Por outro lado, também é verdade que
a célere adesão dos agricultores à soja
"Maradona" foi repetidamente usada
como argumento a favor da liberação da
variedade Roundup Ready da Monsanto, cujo licenciamento está pendente de
decisão judicial final desde 1998. O raciocínio embutido era que se trataria de
uma vantagem clara para os fazendeiros,
se tantos deles estavam dispostos a adotar a tecnologia, mesmo sendo ilegal.
Além disso, a ausência de danos à saúde
ajuda a disseminar a noção de que a RR é
segura, e não o desastre que só os inimigos da tecnologia estariam apregoando.

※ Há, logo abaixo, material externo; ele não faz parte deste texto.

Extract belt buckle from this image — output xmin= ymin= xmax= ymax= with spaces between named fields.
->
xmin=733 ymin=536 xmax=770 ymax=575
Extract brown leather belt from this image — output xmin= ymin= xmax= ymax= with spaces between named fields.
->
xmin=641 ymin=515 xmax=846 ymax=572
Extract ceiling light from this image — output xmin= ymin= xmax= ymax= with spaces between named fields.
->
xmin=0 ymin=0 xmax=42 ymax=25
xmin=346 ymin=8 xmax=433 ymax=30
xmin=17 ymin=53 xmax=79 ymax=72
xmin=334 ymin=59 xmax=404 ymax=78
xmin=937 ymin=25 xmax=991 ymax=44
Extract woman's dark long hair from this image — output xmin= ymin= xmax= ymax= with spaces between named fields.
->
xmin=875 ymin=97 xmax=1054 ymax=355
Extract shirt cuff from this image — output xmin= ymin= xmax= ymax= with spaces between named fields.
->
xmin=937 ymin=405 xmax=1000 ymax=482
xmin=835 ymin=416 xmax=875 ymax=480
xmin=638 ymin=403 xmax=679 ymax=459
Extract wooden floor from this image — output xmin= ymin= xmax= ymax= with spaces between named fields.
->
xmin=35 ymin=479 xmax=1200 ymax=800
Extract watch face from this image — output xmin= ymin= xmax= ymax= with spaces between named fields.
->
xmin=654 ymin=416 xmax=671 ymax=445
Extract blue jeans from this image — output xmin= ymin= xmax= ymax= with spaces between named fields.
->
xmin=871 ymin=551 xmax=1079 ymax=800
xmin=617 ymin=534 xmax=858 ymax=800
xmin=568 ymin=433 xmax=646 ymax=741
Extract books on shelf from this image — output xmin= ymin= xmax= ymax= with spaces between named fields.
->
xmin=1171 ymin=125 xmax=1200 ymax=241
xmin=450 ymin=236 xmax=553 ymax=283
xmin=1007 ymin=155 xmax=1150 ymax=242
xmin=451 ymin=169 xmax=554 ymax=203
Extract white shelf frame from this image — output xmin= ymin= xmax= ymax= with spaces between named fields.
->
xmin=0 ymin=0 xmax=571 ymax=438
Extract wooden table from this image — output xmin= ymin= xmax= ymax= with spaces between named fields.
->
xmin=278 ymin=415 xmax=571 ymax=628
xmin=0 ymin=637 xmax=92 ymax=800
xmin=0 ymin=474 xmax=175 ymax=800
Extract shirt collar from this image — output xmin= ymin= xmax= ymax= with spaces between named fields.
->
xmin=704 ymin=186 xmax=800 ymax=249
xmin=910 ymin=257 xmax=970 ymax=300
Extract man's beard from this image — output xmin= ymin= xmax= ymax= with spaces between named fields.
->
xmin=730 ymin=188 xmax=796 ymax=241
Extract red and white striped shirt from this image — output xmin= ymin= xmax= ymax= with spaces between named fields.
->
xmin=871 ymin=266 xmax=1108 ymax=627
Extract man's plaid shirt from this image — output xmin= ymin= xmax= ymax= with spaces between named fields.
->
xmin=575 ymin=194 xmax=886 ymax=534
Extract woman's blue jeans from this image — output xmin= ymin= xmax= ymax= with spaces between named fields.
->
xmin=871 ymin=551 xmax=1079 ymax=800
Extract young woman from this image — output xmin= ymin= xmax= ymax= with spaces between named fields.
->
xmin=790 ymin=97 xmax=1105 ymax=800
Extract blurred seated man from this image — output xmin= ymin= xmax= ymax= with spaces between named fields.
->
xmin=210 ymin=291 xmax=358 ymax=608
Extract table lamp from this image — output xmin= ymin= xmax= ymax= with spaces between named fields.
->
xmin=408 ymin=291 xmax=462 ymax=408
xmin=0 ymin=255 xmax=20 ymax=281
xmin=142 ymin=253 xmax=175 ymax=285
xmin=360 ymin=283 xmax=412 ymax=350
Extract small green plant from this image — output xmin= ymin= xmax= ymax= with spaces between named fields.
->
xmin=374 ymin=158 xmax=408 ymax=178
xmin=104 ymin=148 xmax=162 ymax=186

Outra maneira de encarar o sucesso de
Maradona entre os gaúchos o qualifica
como um sintoma grave do aparelho regulador brasileiro, no caso a CTNBio
(Comissão Técnica Nacional de Biossegurança): sua inoperância -ou negligência, tanto faz- na hora de policiar as
atividades agrícolas com transgênicos.
Por mais competentes que fossem os
burocratas, técnicos e cientistas que a
compõem e compuseram, o fato é que o
próprio escopo da comissão (meramente técnica) e a extração de seus membros
indicava uma predisposição a favor da
transgenia. Como convicção individual,
nada há de errado com ela; quando se
traveste em política pública e, mais, impede o cumprimento da obrigação de
impedir que organismos geneticamente
modificados clandestinos se espalhem
pelo país e pelo consumo alimentar -aí
a coisa muda de figura. "Prevaricar", no
caso, é um dos verbos que vêm à mente.
Os defensores da biotecnologia baseada em engenharia genética (transgenia)
apostam que ela é irresistível e que regulação alguma restritiva à sua introdução
no mercado será eficaz. Pode ser. Mas
existe também a questão do acompanhamento dos transgênicos depois que eles
chegam ao mercado. Quem não vê problema algum aí deveria atentar mais para
a dificuldade de encontrar soluções após
o fato consumado, como fica evidente
agora na ameaça da Monsanto de cobrar
royalties dos exportadores.
Mesmo partidários do pragmatismo
anglo-saxão têm motivo para começar a
considerar a questão pós-mercado. A comemorada manifestação da Royal Society britânica (www.royalsoc.ac.uk)
que insiste na segurança dos transgênicos também alerta para a necessidade de
meios analíticos para monitorá-los. E a
Iniciativa Pew sobre Alimentos e Biotecnologia (
pewagbiotech.org/research/postmarket), dos EUA, divulgou relatório apontando lacunas no aparelho regulador norte-americano, tido como exemplar por defensores dos transgênicos.